En alguna de las tertulias que
he visto y oído, algún tertuliano apuntó el tema del aborto sin mucho éxito.
Otros tertulianos manifestaron que la persona que es capaz de matar a sus hijos
tiene que ser un desequilibrado, un especialista indicó que no necesariamente, pues la mayoría de los
criminales no están locos. Aquí la discusión me pareció de interés ya que se
planteó el meollo de la cuestión ¿por qué el hombre es capaz de hacer el mal?
Nadie recordó que la naturaleza
humana está viciada por el pecado. Unos decían que se trata de un salto atrás
en la evolución, porque el hombre es un animal predador y, en las profundidades
de nuestro cerebro, hay instintos que pueden aflorar en determinadas
situaciones.
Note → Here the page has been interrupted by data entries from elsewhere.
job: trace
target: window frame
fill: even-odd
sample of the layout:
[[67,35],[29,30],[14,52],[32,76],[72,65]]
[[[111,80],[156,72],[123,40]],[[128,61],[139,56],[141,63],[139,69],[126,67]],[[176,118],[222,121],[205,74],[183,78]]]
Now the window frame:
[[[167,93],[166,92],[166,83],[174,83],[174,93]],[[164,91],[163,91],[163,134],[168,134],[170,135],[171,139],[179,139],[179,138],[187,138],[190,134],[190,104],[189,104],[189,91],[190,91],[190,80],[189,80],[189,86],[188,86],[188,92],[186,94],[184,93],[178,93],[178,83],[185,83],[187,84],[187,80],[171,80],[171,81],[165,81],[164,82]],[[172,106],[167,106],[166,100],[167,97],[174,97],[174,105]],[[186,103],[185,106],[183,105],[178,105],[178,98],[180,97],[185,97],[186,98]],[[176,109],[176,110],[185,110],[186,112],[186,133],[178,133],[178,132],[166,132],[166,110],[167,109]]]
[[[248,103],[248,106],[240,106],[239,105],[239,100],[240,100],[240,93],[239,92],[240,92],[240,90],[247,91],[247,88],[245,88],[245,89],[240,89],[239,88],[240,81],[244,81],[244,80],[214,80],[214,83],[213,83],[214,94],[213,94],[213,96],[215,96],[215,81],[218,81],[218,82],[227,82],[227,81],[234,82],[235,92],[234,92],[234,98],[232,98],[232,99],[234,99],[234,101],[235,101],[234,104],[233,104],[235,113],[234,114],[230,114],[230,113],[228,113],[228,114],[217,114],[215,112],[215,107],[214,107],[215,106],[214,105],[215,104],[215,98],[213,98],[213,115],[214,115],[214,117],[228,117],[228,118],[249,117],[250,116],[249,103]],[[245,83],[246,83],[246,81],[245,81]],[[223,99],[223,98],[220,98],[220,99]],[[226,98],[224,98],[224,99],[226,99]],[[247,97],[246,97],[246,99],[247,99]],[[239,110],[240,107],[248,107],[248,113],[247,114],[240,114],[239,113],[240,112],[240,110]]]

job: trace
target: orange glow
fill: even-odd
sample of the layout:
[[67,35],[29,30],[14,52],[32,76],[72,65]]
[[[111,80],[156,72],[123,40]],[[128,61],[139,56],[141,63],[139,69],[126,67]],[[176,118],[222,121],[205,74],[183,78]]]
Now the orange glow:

Alguno dijo que quizás se consiga determinar en nuestro ADN el gen
que provoca nuestra tendencia al mal.
Se apuntó que existe en cada
persona el odio, fuerza poderosa que puede empujar a cualquiera a realizar
acciones crueles: destruir, matar o pegarle fuego al bosque.
Salió también el factor
educativo como la clave civilizadora y cultural indudable. Hay que recordar que
personas muy cultas y educadas, incluso pueblos enteros, con un alto nivel de
educación, pueden cometer auténticas barbaridades.
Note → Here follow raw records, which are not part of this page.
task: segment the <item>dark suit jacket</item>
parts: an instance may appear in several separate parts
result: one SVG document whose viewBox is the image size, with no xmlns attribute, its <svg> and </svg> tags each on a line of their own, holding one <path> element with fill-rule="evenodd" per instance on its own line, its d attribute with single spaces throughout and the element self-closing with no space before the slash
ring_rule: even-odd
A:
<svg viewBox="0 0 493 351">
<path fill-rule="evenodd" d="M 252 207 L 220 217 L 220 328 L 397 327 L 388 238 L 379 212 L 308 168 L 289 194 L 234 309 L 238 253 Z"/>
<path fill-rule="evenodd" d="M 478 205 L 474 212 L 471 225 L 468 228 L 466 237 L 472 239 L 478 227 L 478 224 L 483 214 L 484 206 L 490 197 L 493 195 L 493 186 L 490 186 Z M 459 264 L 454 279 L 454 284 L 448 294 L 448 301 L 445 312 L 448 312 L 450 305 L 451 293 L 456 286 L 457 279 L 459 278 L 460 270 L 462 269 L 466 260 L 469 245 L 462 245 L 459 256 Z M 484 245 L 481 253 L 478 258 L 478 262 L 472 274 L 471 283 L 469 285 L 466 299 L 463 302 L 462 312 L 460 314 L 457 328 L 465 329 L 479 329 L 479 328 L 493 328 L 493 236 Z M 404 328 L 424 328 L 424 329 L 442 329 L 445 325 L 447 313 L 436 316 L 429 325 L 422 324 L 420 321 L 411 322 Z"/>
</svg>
Los americanos organizaron su
democracia, pero siguieron teniendo esclavos y cuando se abolió la esclavitud,
continuó la segregación de los negros hasta tiempos bien recientes. La
ilustrada Francia alzó la guillotina. La culta Alemania educó a la población en
el odio al judío hasta hacer desaparecer varios millones. Las doctrinas marxistas
en manos de Lenin, Stalin, Mao, Ho-chi-min o Pol-Pop llevaron el odio
exterminador hasta extremos horribles. En África unas etnias masacran a otras y
las guerras siguen siendo atizadas en el mundo desde el odio.
La fuerza del odio es capaz de
transformar en infierno a familias, colectivos, pueblos y naciones. Admitamos
que todos podemos ser victimarios o víctimas del odio, pero que también podemos
apostar por otra fuerza transformadora: el amor, —Dios es amor—, y cada uno
desde su sitio puede pedirle a Dios fuerza para amar al prójimo, al próximo, al
que tiene al lado, buscando activamente el bien.